Before modern drag racing became packed with million dollar teams and massive social media attention, one driver quietly built one of the most dominant careers the sport had ever seen.
Lee Shepherd was not loud.
He was not flashy.
But behind the wheel, he was almost unstoppable.
And tragically, the greatest Pro Stock champion of his era lost his life during what should have been another routine test session.
Lee Shepherd Dominated Pro Stock Racing
Driving for the legendary Reher Morrison Shepherd team, Lee Shepherd transformed Pro Stock racing during the early 1980s.
His achievements became legendary:
Four consecutive NHRA Pro Stock championships
Multiple IHRA championships
26 national event victories
One of the highest winning percentages in NHRA history
Many racers considered him nearly unbeatable at his peak.
A Driver Known for Precision
Unlike some larger than life racing personalities, Shepherd earned respect through discipline and technical mastery.
According to people around the team, he obsessed over:
Cylinder head development
Reaction time refinement
Mechanical perfection
Hot Rod magazine later described him with the phrase “quiet competence.”

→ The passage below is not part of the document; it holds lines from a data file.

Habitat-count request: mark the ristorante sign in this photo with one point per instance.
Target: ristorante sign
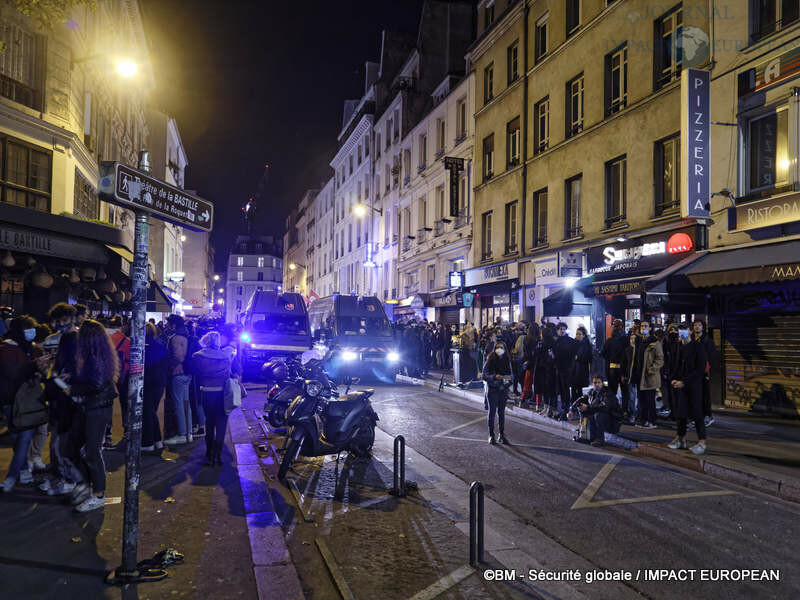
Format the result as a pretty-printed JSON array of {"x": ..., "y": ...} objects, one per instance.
[
  {"x": 640, "y": 256},
  {"x": 765, "y": 213}
]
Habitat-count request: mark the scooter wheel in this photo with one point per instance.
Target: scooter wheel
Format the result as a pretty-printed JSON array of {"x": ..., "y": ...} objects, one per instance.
[{"x": 277, "y": 416}]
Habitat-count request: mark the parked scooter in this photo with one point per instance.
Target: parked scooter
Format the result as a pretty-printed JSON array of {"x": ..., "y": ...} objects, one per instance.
[{"x": 320, "y": 427}]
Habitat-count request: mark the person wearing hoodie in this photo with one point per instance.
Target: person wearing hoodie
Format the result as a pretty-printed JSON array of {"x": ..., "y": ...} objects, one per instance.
[
  {"x": 212, "y": 369},
  {"x": 20, "y": 361}
]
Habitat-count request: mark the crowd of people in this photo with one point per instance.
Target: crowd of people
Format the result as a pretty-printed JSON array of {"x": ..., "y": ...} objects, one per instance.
[{"x": 60, "y": 379}]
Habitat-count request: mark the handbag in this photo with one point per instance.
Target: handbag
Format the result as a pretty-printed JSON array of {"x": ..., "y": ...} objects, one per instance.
[
  {"x": 231, "y": 395},
  {"x": 30, "y": 407}
]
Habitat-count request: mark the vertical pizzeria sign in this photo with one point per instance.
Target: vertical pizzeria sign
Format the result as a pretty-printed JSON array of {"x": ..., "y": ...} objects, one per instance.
[{"x": 695, "y": 143}]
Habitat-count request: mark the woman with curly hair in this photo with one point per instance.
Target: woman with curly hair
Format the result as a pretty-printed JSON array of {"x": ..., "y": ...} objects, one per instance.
[{"x": 93, "y": 388}]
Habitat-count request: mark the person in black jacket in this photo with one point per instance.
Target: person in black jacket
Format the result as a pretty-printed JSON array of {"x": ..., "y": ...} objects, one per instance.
[
  {"x": 93, "y": 388},
  {"x": 498, "y": 377},
  {"x": 688, "y": 373}
]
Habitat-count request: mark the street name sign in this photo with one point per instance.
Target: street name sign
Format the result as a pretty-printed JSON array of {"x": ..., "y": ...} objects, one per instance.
[{"x": 132, "y": 188}]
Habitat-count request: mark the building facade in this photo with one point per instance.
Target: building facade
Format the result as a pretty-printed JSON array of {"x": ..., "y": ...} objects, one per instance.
[{"x": 255, "y": 264}]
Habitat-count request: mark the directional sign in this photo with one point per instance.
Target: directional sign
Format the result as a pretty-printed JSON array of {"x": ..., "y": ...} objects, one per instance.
[{"x": 132, "y": 188}]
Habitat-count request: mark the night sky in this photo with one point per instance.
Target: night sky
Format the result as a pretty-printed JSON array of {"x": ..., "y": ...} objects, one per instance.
[{"x": 252, "y": 83}]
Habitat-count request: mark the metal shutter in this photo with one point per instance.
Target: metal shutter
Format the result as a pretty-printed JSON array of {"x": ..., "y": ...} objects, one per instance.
[{"x": 762, "y": 363}]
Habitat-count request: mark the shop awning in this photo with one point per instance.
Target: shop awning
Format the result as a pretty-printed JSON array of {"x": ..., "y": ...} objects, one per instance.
[
  {"x": 566, "y": 302},
  {"x": 751, "y": 264},
  {"x": 157, "y": 300}
]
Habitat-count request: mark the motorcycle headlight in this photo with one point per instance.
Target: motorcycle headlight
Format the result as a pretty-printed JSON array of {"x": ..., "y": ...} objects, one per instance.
[{"x": 313, "y": 388}]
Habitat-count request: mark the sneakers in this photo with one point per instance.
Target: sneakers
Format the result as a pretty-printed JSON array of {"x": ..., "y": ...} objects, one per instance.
[
  {"x": 91, "y": 503},
  {"x": 698, "y": 449},
  {"x": 175, "y": 440},
  {"x": 677, "y": 444}
]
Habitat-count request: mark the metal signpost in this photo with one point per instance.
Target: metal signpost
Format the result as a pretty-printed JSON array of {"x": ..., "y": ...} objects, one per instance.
[{"x": 136, "y": 189}]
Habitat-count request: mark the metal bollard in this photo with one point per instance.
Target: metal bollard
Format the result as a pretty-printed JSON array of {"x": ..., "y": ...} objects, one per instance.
[
  {"x": 399, "y": 464},
  {"x": 475, "y": 523}
]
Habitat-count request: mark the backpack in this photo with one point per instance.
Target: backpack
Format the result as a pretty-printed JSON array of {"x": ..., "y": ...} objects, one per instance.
[{"x": 30, "y": 407}]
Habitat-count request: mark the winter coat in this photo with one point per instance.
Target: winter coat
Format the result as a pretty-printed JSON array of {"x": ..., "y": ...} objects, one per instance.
[
  {"x": 581, "y": 364},
  {"x": 211, "y": 367},
  {"x": 16, "y": 367}
]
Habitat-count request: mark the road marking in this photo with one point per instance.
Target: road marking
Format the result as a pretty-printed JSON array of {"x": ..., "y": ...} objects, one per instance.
[
  {"x": 444, "y": 584},
  {"x": 457, "y": 427},
  {"x": 585, "y": 499}
]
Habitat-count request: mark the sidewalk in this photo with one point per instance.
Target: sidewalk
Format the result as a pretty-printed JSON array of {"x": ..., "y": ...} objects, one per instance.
[
  {"x": 49, "y": 551},
  {"x": 762, "y": 453}
]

That mindset made him terrifying on race day.
The Fatal Test Session
In March 1985, while preparing for another championship season, Lee Shepherd was testing his Camaro in Ardmore, Oklahoma.
Reports from the time indicate:
He completed launch testing
Then made a full speed pass
After deploying the parachute, severe crosswinds reportedly destabilized the car
The crash became catastrophic.
Multiple reports later stated that harness failure contributed to him being ejected from the vehicle.
He was killed instantly.
The Shockwave Through NHRA
The death of Lee Shepherd devastated the drag racing world.
At the next NHRA event, Pro Stock competitors lined up in a missing man formation with Shepherd’s starting spot intentionally left empty.
It became one of the most emotional tributes in NHRA history.
Because everyone understood the sport had lost more than a champion.
It had lost the driver many believed was the best Pro Stock racer alive.
Why His Death Changed Racing Safety
Like many tragedies in motorsports history, Shepherd’s accident forced deeper focus on:
Harness systems
Driver restraint technology
Vehicle safety standards during testing
Racing safety improved significantly in the years that followed, but his loss remained one of the defining heartbreaks of 1980s drag racing.
The Legacy He Left Behind
Even decades later, Lee Shepherd remains one of the most respected names in NHRA history.
He was later ranked among NHRA’s top drivers of all time.
And many longtime fans still believe:
Had he lived longer, his records and championships might have become nearly untouchable.
Final Thoughts
The last run of Lee Shepherd remains one of the saddest stories drag racing has ever seen.
A dominant champion
A technical genius
A racer at the absolute peak of the sport
Lost during what should have been another normal day at the track.
And even now, decades later, NHRA still remembers the silence that followed when one of its greatest drivers never came back from a run.